Is it really that time of year again? The warm weather seems to fade so quickly as fall rolls in and winter is soon to follow. My gut reaction to this change of seasons is sadness and anticipation of gloom, but I try to reverse these feelings with appreciation of what is good in my life in preparation for the season of Thanksgiving.

When it gets down to it, a lot of things are going my way right now; no need to point them all out. But one thing that’s easy to reflect on is my job, which has provided me a few recent opportunities to visit parts of the world I’m quite sure I otherwise would have never experienced. A couple of months ago I wrote about my travel to Taiwan. I’ve also visited several very interesting manufacturing facilities around the U.S. recently. And at the end of September, I boarded a plane headed for Sweden.

Now, I’m usually the first to point out that business travel is not the glamorous experience that those who are not involved might perceive. It often involves long days with little (if any) time to take part in tourist activities. But that’s why we’re paid to do it, and it doesn’t mean it can’t create lasting memories. The best trips, whether for business or pleasure, are the ones that stay with me for a long time because they have immersed me in new experiences that I can relate to some bigger picture.

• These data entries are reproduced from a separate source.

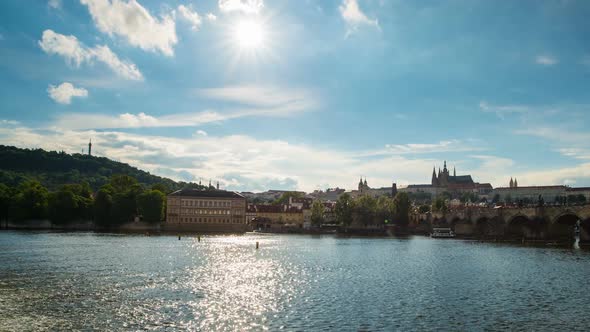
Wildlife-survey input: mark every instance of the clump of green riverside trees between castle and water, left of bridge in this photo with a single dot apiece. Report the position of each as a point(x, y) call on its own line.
point(366, 210)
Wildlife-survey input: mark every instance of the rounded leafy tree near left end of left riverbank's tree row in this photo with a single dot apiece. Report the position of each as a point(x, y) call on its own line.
point(31, 200)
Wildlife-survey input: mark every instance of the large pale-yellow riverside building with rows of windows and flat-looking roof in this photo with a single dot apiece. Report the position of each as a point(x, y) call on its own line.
point(206, 210)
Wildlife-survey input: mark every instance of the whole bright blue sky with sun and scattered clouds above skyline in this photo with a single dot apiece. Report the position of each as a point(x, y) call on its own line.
point(304, 94)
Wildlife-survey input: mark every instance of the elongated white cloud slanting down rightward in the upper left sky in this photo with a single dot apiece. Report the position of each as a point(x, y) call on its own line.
point(77, 53)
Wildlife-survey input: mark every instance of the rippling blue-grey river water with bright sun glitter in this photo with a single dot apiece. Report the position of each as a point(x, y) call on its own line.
point(88, 281)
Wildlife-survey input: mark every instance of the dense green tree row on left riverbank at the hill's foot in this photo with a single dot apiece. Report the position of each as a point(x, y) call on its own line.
point(120, 200)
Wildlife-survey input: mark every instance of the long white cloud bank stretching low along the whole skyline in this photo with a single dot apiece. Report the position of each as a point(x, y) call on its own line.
point(236, 160)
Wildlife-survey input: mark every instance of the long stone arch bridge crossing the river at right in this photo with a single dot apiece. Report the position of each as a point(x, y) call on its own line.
point(546, 222)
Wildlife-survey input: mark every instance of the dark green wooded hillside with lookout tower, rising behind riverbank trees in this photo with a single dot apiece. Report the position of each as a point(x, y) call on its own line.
point(54, 169)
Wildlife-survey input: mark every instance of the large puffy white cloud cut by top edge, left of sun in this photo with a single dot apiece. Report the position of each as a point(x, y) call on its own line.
point(131, 21)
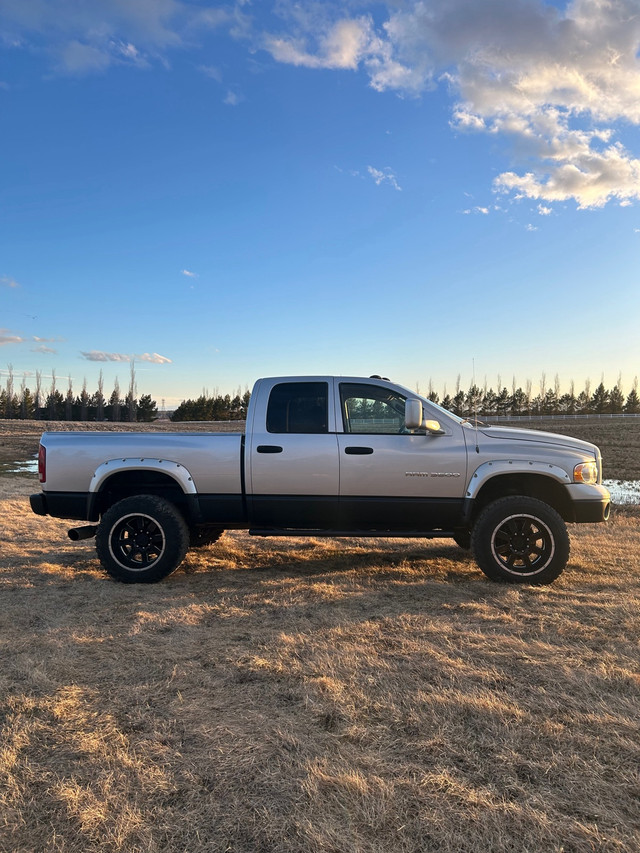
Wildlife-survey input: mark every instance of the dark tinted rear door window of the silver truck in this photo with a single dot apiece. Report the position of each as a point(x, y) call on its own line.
point(298, 407)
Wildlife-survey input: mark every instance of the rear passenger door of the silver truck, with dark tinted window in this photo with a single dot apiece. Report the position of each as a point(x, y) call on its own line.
point(292, 475)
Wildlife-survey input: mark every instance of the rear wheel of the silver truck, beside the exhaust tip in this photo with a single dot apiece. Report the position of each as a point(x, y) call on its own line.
point(141, 539)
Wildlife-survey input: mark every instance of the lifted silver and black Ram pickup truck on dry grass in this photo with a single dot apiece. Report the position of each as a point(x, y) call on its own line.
point(327, 456)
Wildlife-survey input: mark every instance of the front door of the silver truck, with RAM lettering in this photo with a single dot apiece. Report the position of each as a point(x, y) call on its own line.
point(391, 479)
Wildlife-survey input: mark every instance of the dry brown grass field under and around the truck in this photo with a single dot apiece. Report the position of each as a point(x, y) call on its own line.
point(315, 696)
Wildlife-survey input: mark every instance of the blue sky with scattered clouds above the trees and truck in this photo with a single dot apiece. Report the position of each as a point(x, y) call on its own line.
point(225, 191)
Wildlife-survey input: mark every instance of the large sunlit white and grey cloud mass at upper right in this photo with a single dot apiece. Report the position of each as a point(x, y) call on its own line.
point(555, 82)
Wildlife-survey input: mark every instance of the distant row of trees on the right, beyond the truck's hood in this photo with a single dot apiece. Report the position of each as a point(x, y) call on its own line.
point(546, 400)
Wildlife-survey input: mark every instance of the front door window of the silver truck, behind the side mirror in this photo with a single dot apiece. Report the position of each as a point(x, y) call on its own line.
point(371, 409)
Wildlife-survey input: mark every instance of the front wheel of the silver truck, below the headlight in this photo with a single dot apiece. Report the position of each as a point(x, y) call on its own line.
point(520, 540)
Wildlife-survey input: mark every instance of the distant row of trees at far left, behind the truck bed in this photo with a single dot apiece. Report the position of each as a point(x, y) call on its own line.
point(51, 403)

Shortly after arriving in Stockholm, I was transported by car to the countryside town of Hofors. It was here that we would start our tour of the Ovako steel mill complex. We would eventually see three of the company’s 10 production facilities (another in Hällefors and one in Hallstahammar). It was a very informative business trip for me. I saw a side of our industry that I had not been exposed to before, especially on such a large scale. I will provide more information about the processes Ovako runs and the products it offers in an upcoming article, but I took another important piece of information from this trip home with me that goes beyond useful knowledge for the job.

I saw manufacturing at its earliest stage—scrap metal being recycled into the high quality raw material that is used to make the precision parts our industry has become known for. For years, I’ve seen parts being made, I’ve seen machine tools in all stages of their development, and I’ve seen large inventories of barstock on shop floors. But watching how these materials are formed from the beginning gives me a greater perspective and seems to close the loop for me on the production of parts from start to finish. This process is the foundation on which the rest of our work is built.

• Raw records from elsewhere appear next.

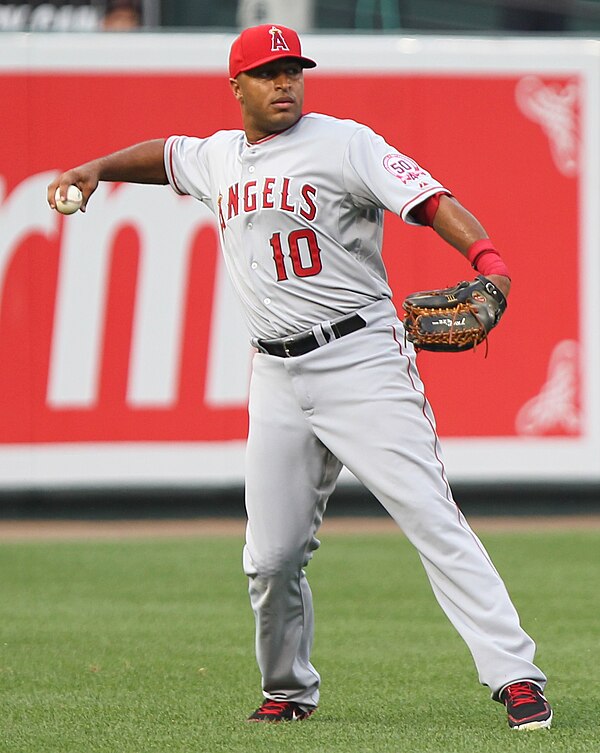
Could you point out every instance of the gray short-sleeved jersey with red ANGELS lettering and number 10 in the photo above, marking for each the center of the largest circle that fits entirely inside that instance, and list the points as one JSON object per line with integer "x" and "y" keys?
{"x": 305, "y": 203}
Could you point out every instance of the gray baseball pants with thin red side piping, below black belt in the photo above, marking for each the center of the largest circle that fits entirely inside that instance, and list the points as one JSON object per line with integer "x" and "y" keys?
{"x": 359, "y": 401}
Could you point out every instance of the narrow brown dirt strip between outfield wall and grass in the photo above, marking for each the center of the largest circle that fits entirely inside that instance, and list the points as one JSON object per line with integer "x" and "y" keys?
{"x": 28, "y": 530}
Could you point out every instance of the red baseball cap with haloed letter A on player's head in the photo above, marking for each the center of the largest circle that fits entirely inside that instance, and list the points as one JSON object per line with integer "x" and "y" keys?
{"x": 261, "y": 44}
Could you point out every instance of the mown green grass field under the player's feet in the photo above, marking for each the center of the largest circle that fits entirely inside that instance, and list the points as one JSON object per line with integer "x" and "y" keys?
{"x": 146, "y": 646}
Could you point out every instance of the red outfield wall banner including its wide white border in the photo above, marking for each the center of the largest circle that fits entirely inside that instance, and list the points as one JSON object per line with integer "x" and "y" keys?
{"x": 124, "y": 362}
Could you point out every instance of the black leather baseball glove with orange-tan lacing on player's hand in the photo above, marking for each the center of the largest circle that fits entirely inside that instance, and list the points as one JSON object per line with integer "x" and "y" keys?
{"x": 453, "y": 319}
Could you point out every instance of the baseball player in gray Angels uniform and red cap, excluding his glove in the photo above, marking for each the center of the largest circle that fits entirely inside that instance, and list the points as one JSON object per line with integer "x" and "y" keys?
{"x": 299, "y": 200}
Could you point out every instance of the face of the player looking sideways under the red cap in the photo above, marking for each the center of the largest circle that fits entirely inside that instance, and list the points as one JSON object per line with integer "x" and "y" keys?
{"x": 270, "y": 96}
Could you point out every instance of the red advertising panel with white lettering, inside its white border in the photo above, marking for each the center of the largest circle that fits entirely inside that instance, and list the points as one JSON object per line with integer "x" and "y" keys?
{"x": 118, "y": 327}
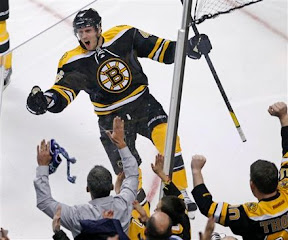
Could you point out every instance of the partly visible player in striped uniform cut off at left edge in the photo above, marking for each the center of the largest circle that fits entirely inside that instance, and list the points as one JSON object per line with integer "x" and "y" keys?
{"x": 5, "y": 57}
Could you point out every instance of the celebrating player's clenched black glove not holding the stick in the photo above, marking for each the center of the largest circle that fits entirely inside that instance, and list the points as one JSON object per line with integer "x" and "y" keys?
{"x": 36, "y": 101}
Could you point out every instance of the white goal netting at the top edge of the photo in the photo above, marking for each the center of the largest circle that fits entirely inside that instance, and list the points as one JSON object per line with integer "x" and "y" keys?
{"x": 205, "y": 9}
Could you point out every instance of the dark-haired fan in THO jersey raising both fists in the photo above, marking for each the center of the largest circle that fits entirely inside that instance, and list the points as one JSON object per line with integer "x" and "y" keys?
{"x": 265, "y": 219}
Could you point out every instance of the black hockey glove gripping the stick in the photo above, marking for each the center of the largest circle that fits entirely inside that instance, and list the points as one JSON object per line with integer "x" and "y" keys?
{"x": 198, "y": 45}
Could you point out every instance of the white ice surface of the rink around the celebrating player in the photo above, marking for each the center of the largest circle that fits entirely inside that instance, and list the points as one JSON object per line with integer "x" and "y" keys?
{"x": 249, "y": 54}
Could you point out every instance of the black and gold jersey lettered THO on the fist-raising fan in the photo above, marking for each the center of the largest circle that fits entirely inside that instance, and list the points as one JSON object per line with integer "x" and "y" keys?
{"x": 266, "y": 219}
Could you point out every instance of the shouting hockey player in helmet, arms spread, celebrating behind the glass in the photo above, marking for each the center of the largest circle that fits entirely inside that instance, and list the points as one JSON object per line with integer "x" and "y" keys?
{"x": 106, "y": 67}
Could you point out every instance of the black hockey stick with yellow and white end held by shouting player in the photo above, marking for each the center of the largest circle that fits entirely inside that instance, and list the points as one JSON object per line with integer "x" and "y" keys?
{"x": 220, "y": 87}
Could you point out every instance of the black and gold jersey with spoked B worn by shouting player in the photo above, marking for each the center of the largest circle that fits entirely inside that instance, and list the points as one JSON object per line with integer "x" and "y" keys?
{"x": 111, "y": 75}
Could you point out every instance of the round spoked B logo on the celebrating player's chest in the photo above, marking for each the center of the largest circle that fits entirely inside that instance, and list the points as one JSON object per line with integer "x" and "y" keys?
{"x": 114, "y": 75}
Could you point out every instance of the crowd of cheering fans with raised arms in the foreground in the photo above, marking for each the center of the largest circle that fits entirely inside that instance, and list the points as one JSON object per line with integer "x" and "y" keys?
{"x": 110, "y": 217}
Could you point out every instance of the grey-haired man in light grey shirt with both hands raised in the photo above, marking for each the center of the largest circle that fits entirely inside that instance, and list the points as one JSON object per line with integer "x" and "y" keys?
{"x": 99, "y": 184}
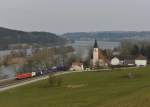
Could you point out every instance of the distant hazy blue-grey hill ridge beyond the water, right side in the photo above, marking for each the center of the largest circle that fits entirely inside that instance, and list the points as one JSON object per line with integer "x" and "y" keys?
{"x": 108, "y": 35}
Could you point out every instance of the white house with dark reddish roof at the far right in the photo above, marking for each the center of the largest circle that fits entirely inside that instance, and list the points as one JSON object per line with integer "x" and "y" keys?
{"x": 141, "y": 60}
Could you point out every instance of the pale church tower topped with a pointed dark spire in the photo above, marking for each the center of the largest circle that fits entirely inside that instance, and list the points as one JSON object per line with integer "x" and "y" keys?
{"x": 95, "y": 53}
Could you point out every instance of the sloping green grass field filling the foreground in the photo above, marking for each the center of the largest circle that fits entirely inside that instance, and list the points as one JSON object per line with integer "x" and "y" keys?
{"x": 86, "y": 89}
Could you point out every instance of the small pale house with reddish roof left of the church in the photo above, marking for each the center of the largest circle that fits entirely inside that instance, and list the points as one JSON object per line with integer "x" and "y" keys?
{"x": 77, "y": 66}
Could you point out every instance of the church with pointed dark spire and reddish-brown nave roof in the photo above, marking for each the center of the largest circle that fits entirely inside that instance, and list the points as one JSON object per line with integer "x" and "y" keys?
{"x": 98, "y": 59}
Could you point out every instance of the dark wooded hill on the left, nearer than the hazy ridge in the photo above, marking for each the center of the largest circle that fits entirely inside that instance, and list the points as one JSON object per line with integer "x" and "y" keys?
{"x": 9, "y": 36}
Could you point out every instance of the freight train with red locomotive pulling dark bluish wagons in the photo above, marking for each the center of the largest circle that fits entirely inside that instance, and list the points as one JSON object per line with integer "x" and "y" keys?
{"x": 41, "y": 71}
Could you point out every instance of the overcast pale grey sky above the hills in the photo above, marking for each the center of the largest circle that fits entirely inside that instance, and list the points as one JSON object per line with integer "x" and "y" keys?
{"x": 61, "y": 16}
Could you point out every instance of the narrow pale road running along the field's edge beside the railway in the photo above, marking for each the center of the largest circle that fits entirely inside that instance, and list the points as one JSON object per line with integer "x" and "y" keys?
{"x": 30, "y": 81}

It’s a massive operation to sort the scrap, melt it into the rough castings, then further size them to billets that can then be finished to barstock or other products that end up on our shop floors for machining. How have I missed out on this process for so long? I knew about it, but the experience of seeing it happen is somewhat mind-blowing.

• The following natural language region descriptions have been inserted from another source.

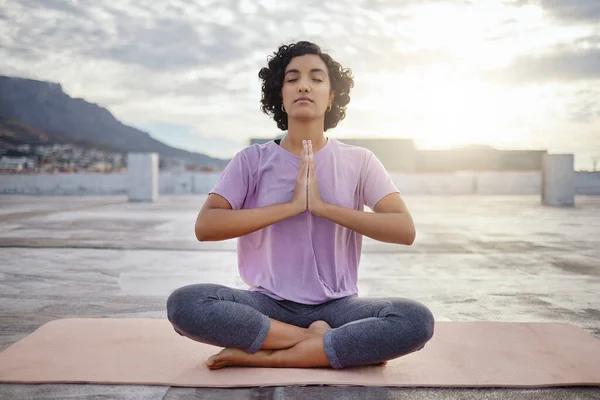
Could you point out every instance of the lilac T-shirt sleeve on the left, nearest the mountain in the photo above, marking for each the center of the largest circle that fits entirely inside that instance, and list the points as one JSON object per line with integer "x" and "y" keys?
{"x": 233, "y": 182}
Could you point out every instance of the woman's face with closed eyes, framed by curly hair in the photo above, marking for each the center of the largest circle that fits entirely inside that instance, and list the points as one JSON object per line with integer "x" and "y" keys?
{"x": 306, "y": 76}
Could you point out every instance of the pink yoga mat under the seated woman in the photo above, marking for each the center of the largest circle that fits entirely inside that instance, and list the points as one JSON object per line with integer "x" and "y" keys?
{"x": 149, "y": 352}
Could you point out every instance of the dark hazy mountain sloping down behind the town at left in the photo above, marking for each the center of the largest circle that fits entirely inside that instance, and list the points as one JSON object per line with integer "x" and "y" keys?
{"x": 43, "y": 112}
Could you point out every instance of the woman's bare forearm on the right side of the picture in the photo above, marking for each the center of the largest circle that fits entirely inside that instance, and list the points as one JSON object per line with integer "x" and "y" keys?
{"x": 392, "y": 227}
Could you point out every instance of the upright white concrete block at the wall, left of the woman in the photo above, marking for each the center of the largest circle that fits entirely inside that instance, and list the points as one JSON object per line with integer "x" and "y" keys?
{"x": 142, "y": 176}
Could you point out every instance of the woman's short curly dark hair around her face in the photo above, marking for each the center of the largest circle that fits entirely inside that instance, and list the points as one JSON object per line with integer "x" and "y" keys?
{"x": 272, "y": 76}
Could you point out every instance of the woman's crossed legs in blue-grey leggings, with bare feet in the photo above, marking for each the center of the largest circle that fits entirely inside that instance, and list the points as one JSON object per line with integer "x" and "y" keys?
{"x": 366, "y": 331}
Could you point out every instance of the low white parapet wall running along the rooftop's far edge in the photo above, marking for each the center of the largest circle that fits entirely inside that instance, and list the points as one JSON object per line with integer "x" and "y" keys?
{"x": 487, "y": 183}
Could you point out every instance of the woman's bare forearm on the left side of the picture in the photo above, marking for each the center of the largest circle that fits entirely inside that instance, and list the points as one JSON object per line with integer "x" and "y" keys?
{"x": 221, "y": 224}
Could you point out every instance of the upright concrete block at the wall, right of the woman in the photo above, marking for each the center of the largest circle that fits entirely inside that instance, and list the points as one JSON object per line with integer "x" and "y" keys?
{"x": 558, "y": 180}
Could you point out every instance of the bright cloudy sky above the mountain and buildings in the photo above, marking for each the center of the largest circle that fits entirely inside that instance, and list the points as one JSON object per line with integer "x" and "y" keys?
{"x": 513, "y": 74}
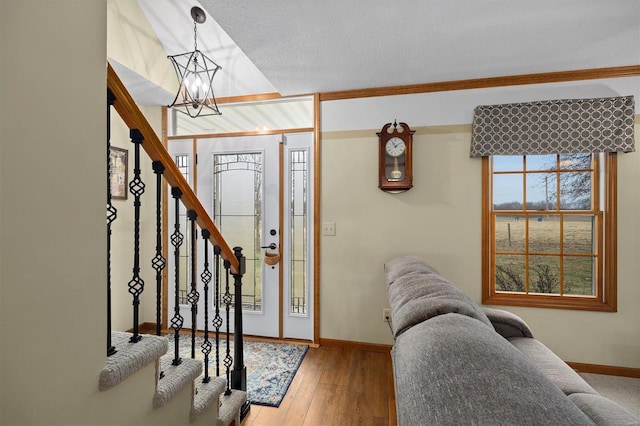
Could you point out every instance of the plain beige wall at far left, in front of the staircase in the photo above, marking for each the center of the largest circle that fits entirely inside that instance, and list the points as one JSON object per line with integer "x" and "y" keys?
{"x": 53, "y": 246}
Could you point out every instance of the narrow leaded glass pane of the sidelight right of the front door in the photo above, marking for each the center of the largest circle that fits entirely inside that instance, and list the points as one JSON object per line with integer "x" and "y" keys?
{"x": 298, "y": 250}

It’s always cool to see something new in this profession. When what I’m seeing has such a significant impact on everything else we do, it almost feels a bit life-changing. Most of us are not doctors, firefighters, active military; but still what we do has an enormous impact on people every day. When I think about everything that goes into making quality parts, it’s hard to believe how well it all comes together.

Seeing the root of the supply chain gives me a deeper appreciation for what our industry does and how we meet the needs of our society. While my trip to Sweden was not one for typical tourist-related sightseeing, what I saw was perhaps even more memorable. I’m thankful for the opportunity to visit companies such as Ovako and will keep these visits in mind as we move into the holiday season. My recent travels have helped to make this a remarkable year, and I won’t let the threat of a little cold weather bring it to a sad close.